From: Lucy Masters (masters@cox-internet.com)
Date: Thu Feb 21 2002 - 18:37:36 EST

  • Next message: Lucy Masters: "[Fwd: RE: Darwinism/Compassion]"

    Jan: In reference to your posting at the end...

    The homeless are an interesting lot. I "work" with them in two ways.
     First, I help run a food pantry that feeds many of these people in our
    town. I can assure you that feeding them does **NOT** get them to work
    or get them into family homes. Nor have I seen any evidence whatsoever
    that feeding them in any way increases their likelihood of becoming more
    responsible. Second, my husband and I both run a private practice in
    clinical psychology. Often throughout the year the police will bring
    "street people" to us for evaluation. As unpopular as it is to say in
    America today, it is very definitely my opinion, based upon discussions
    **with the homeless people** that they prefer to NOT be in shelters or
    family homes. You may not like that, you may even dispute that, but my
    suggestion is if you really have a problem with homelessness, you might
    want to dedicate your next two-week vacation to actually living on the
    streets with these people. Ask them...don't ask me. Ask them while you
    are getting to know them if they want shelters and family homes. You
    may be surprised by the answer.


    -------- Original Message --------
    Subject: Re: [Fwd: Re: Darwinism/Compassion]
    Date: Thu, 21 Feb 2002 11:13:04 -0500
    From: Jan de Koning <jan@dekoning.ca>
    To: asa@calvin.edu

    At 09:18 AM 21/02/02 -0600, Lucy Masters wrote:
    >Lucy responds:
    >I agree that we are to "take care of the poor." Where I disagree is in
    >the action. We are **NOT** taking care of the poor when we increase their
    >ranks. To me, "taking care of the poor" would involve liberating them
    >from their dependence, teaching them (as the Chinese say) to fish - not
    >giving them fish. Yes - Jesus did give them fish rather than teaching
    >them to fish, but he didn't exactly become a welfare agency either. These
    >were more like sporadic episodes.
    >So again, I must say that working toward a world in which humans are
    >healthy and living within the boundaries of their raw materials is a good
    >thing. It is certainly the way "nature" would have it, and I believe God
    >created all the systems in nature.

    I don't think that you know what to do about the people living on the
    streets of big cities.
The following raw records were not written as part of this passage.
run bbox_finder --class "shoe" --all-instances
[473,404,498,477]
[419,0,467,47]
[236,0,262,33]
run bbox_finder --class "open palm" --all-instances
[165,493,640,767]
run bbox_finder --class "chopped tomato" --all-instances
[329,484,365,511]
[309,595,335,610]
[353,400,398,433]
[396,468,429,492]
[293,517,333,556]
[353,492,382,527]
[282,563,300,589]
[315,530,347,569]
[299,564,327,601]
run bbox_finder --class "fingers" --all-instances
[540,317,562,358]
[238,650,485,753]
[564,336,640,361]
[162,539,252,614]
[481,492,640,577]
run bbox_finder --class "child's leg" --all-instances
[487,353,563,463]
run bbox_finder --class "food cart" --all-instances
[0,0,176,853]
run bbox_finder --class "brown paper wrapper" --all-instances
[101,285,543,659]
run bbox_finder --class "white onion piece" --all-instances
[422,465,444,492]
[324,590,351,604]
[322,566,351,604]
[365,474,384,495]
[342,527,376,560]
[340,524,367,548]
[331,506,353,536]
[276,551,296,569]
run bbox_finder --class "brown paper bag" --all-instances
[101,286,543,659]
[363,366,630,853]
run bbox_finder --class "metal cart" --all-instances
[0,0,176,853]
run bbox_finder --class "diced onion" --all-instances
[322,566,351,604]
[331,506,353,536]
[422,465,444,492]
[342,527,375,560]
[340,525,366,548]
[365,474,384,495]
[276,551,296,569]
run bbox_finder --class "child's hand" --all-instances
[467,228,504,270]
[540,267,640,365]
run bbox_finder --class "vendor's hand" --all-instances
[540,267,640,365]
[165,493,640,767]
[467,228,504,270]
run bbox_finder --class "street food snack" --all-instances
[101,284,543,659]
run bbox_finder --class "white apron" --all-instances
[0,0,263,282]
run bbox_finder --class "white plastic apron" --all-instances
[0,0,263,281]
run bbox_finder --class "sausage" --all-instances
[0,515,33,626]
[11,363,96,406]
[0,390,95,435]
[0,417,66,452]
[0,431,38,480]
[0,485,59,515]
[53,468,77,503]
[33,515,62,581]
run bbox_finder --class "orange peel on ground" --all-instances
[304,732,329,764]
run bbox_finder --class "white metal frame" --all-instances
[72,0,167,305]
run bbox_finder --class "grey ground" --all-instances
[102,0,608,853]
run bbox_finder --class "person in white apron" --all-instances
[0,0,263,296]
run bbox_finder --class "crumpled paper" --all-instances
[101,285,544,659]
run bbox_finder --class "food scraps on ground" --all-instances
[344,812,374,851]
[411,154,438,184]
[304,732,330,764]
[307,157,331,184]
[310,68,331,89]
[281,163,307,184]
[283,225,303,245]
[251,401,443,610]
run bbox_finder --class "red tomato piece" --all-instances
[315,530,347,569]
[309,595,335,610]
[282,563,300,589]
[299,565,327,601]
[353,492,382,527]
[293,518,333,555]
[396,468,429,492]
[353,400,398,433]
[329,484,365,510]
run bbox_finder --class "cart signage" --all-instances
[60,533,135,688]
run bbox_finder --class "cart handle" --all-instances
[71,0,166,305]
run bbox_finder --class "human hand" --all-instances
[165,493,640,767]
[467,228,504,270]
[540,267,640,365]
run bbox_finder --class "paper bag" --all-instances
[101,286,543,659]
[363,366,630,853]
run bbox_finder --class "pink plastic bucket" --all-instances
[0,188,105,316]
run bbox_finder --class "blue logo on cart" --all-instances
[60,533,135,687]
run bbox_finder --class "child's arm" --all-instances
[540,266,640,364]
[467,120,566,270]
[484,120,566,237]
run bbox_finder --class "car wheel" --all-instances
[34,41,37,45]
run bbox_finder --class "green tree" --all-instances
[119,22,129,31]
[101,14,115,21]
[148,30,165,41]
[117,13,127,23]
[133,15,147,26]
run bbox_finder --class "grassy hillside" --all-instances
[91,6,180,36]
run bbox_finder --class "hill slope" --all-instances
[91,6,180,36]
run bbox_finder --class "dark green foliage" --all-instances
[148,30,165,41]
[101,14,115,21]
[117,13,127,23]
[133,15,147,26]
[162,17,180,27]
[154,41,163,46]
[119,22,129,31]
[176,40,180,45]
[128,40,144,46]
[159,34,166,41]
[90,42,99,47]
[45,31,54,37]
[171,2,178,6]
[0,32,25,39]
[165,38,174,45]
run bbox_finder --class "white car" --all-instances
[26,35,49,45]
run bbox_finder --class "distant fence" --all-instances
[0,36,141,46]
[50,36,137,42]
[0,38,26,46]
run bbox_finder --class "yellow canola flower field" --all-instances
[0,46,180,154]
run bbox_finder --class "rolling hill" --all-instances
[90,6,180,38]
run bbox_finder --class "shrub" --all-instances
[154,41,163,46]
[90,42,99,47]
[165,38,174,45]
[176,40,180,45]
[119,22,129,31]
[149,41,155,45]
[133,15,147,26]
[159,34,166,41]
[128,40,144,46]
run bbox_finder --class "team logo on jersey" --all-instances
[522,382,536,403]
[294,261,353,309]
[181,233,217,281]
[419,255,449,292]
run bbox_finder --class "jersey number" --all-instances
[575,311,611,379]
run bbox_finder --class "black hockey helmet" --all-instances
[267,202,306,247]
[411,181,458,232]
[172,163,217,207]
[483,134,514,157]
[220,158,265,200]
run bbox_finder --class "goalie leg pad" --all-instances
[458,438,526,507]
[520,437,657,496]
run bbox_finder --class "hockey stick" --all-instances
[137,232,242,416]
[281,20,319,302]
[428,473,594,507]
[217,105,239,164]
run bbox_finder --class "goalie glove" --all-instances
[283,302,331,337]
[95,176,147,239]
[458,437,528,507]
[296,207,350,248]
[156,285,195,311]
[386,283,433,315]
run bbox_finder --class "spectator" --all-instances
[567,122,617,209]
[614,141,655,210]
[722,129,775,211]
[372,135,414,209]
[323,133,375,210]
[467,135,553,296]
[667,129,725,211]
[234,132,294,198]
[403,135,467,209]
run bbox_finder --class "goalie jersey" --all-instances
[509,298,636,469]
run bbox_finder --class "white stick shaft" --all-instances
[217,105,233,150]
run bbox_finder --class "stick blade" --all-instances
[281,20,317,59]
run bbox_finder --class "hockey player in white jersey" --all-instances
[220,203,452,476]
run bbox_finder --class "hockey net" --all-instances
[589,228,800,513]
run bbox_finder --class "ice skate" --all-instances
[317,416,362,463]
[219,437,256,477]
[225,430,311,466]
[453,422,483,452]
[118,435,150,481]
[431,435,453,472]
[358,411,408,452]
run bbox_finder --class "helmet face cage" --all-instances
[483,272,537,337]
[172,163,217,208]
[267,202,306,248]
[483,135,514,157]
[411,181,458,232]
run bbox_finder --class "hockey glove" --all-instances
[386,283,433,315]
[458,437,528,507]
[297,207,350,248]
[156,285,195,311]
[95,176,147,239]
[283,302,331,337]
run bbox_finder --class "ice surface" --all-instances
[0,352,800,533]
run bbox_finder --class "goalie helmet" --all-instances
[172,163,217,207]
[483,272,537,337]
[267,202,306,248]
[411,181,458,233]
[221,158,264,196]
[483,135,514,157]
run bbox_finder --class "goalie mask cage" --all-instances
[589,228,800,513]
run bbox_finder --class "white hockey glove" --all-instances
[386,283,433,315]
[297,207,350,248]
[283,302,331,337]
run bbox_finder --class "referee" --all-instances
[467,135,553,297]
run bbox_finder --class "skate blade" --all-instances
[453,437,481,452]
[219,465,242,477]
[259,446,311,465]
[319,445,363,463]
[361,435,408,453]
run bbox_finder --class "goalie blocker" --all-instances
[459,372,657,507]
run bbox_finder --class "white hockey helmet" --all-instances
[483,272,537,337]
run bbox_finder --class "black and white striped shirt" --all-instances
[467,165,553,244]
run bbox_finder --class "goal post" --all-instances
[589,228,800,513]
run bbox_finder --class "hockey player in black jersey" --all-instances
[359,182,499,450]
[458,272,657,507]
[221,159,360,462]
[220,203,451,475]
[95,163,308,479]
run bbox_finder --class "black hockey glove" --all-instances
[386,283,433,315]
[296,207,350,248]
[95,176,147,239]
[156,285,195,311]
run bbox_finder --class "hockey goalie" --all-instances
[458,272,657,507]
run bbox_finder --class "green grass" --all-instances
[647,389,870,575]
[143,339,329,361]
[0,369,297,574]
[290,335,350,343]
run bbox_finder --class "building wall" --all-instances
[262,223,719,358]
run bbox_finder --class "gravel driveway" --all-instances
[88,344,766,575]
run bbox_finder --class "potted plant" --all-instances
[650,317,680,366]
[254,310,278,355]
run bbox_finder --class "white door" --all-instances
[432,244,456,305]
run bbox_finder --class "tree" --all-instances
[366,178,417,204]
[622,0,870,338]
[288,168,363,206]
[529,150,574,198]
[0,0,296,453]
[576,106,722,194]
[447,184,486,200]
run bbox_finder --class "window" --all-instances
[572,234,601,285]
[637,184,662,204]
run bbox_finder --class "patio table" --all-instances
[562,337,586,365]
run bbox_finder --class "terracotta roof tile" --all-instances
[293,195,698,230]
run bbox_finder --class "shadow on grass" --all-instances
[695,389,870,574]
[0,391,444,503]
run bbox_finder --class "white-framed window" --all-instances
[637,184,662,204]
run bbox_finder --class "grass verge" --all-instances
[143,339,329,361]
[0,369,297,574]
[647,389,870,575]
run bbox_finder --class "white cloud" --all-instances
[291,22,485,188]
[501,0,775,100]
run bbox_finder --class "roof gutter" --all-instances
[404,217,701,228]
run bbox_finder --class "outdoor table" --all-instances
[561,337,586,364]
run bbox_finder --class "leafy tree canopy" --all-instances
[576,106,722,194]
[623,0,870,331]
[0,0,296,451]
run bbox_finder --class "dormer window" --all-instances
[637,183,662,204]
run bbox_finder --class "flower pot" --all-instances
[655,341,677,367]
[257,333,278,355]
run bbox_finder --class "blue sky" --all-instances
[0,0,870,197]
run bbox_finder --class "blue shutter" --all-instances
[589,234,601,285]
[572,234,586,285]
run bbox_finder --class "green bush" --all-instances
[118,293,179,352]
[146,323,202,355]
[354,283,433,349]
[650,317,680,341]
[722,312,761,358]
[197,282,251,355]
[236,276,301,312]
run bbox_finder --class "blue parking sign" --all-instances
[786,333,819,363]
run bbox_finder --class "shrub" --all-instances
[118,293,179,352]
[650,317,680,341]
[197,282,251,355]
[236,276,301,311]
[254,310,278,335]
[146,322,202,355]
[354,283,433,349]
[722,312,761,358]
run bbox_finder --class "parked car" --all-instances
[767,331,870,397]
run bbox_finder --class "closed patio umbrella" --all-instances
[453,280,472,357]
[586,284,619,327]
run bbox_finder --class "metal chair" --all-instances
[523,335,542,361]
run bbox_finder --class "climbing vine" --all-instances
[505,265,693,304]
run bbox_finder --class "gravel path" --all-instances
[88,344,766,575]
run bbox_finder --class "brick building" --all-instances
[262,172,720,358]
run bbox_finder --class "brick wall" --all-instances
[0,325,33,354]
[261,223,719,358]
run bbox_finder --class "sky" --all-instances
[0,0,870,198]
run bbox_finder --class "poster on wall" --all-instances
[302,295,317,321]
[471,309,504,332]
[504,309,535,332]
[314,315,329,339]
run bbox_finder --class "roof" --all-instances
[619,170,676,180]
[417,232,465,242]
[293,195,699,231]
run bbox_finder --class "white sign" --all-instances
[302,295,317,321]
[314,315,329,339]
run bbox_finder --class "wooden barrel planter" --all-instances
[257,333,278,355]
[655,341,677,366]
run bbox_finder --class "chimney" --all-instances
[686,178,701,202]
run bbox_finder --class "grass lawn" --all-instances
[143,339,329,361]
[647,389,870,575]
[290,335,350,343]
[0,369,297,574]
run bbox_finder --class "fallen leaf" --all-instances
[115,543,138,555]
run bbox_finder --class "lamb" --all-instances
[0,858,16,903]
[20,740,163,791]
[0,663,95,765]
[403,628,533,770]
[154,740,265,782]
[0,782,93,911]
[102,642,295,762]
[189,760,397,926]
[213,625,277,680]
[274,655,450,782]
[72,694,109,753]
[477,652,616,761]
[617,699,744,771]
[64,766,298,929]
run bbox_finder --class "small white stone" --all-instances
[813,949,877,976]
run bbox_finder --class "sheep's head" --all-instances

I see them regularly. When I was living in an
    inner city in Europe I saw a lot of things that were very wrong, but I did
    not see so many people living on the streets in far below zero (Celsius)
    level. Our governments are concerned about The Economy but don't seem to
    care about these people. Also, we in N.America are using far more than our
    share of the available raw materials, by our power to buy things. I do
    not know how to change these things, as long as we elect governments who
    only care about The Economy.
    In other words we don't live within the boundaries of OUR raw materials,
    but use a good bit of the materials of other countries.